Vitamin D in human body

Vitamin D is a fat soluble steroid hormone precursor that contributes to the maintenance of normal levels of calcium in the blood stream by increasing absorption of calcium from food and reducing urinary calcium loss (reabsorption by the kidneys).

Both effects keep calcium in the body and therefore spare the calcium that is stored in bones. When necessary, vitamin D transfers calcium from the bone into the bloodstream, which does not benefit bones.

The bones grow denser and stronger as they absorb and deposit the calcium.

Vitamin D is well known for its primary physiological role of regulation of calcium homeostasis in maintaining bone health.

Therefore, vitamin D prevents muscle aches, bone pains, chronic fatigue and osteoporosis.

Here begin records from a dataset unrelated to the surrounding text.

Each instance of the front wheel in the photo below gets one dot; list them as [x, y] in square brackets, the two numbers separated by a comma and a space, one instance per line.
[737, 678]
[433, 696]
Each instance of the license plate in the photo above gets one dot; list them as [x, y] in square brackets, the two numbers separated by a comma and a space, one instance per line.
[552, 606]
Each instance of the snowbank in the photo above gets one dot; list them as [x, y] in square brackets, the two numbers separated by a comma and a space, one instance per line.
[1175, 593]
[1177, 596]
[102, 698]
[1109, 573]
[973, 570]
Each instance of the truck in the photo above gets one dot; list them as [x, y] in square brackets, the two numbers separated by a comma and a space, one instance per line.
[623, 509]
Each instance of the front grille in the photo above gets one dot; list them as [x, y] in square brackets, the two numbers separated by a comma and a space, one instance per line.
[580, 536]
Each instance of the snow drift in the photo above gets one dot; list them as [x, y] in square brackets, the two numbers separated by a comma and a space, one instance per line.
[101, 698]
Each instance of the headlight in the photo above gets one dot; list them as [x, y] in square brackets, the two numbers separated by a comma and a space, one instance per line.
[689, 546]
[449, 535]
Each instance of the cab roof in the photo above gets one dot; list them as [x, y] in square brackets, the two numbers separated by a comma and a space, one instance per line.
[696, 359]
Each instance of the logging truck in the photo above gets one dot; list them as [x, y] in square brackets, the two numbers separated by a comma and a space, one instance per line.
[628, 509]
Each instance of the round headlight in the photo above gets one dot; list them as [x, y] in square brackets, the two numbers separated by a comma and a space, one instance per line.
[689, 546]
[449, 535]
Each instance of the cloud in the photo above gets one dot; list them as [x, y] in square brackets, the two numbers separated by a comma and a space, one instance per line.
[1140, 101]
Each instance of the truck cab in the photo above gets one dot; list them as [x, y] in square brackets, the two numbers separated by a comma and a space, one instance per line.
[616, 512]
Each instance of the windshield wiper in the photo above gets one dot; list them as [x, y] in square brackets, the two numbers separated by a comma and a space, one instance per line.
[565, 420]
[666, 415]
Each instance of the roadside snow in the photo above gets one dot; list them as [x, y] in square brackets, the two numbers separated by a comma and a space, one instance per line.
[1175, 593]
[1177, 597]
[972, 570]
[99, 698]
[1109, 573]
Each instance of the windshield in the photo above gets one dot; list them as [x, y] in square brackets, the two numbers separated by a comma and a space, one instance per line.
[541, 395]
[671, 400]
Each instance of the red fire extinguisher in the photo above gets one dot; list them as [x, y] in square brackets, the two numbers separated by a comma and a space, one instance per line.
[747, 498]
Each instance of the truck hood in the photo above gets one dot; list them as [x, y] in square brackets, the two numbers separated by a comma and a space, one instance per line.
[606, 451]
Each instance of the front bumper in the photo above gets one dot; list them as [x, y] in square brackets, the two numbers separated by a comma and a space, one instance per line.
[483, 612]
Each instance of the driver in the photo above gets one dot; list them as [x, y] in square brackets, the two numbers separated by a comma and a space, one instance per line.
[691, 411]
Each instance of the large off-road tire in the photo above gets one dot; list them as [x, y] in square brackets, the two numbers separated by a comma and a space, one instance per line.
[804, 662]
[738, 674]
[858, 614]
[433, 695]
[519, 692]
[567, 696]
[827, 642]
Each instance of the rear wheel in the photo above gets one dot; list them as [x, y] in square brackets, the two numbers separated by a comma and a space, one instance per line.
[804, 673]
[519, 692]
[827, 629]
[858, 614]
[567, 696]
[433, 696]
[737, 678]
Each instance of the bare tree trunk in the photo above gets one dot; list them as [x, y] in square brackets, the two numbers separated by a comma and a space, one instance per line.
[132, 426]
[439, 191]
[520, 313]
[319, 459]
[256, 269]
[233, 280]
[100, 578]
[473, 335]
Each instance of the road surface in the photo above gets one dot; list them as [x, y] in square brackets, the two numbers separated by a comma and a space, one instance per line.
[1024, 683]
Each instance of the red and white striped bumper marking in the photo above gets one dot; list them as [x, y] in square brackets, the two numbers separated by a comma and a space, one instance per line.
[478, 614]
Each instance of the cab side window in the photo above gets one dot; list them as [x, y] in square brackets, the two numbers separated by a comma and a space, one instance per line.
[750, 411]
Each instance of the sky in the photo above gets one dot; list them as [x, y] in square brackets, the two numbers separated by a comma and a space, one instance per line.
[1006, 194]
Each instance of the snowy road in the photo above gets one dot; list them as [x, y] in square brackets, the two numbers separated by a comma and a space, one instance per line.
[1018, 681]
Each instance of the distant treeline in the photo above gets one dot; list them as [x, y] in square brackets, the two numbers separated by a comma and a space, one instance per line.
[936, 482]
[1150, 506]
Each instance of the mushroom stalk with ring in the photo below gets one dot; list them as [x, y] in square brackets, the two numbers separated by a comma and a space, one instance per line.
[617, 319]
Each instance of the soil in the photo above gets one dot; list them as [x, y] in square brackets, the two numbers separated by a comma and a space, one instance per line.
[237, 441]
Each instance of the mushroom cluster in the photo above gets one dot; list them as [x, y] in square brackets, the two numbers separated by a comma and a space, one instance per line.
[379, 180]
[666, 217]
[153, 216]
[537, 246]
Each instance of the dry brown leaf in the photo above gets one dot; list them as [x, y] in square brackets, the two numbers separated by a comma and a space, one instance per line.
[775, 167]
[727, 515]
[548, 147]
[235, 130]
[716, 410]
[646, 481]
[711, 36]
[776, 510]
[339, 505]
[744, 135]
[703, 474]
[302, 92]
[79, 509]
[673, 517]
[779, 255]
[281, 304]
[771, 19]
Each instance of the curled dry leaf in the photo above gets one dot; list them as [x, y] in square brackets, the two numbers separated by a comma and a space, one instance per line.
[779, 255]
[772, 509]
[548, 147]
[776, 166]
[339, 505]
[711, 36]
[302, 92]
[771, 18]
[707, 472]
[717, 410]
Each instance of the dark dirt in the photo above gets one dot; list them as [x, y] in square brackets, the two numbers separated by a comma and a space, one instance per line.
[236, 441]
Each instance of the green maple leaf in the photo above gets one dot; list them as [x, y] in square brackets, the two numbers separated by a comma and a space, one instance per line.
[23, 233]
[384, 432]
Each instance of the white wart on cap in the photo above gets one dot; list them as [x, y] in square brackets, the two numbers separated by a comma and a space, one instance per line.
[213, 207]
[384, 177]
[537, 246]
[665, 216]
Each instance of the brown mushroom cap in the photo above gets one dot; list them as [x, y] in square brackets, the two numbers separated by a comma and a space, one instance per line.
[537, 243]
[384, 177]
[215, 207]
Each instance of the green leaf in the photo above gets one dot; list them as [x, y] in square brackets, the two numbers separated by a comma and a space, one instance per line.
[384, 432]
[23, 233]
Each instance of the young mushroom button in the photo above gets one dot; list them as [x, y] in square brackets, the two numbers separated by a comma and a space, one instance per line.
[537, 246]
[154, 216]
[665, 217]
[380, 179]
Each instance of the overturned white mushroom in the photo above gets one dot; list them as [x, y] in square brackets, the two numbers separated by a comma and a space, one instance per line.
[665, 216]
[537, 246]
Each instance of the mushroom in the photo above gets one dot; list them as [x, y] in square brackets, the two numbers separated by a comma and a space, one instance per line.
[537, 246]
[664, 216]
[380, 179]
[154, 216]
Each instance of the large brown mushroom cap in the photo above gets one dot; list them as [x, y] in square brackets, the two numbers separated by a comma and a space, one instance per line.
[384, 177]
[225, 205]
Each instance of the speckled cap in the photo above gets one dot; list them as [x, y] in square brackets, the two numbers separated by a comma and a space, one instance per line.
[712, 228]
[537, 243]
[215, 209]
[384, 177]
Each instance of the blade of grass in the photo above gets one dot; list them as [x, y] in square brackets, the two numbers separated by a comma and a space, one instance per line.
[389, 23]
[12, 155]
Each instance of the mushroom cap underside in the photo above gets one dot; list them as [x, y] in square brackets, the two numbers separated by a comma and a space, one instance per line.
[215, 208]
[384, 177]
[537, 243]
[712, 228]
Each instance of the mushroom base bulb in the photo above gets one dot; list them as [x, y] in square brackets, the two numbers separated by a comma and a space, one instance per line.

Vitamin D plays a vital role in the normal functioning of the immune system and blood cell formation and also helps cells "differentiate"—a process that may reduce the risk of cancer.

Growing evidence indicates that vitamin D is also involved in modulating body composition, energy homeostasis, and insulin sensitivity.

From animal and human studies, researchers have hypothesized that vitamin D may protect people from tuberculosis, gum inflammation, multiple sclerosis, autoimmune arthritis, and juvenile diabetes.

Vitamin D controls the growth of normal as well as cancerous cells. It is important role in the prevention of various cancer especially cancer of the colon, prostate pancreas and breast.

Vitamin D is also needed for adequate blood levels of insulin. It stimulates the production of insulin form insulin producing cells in the pancreas.

Vitamin D isn’t actually a vitamin D produced by the body. Vitamin D3 is synthesized in human skin from 7-dehydrochoelsterol following exposure to ultraviolet B (UVB) radiation with wavelength 290 to 320 nm.

This fat soluble vitamin is transported to the liver and kidneys and become activated vitamin D.

There are two sources of vitamin D available for the human body; endogenous synthesis in the skin from exposure to sunlight and exogenous consumption in foods and/or pharmaceutical supplements.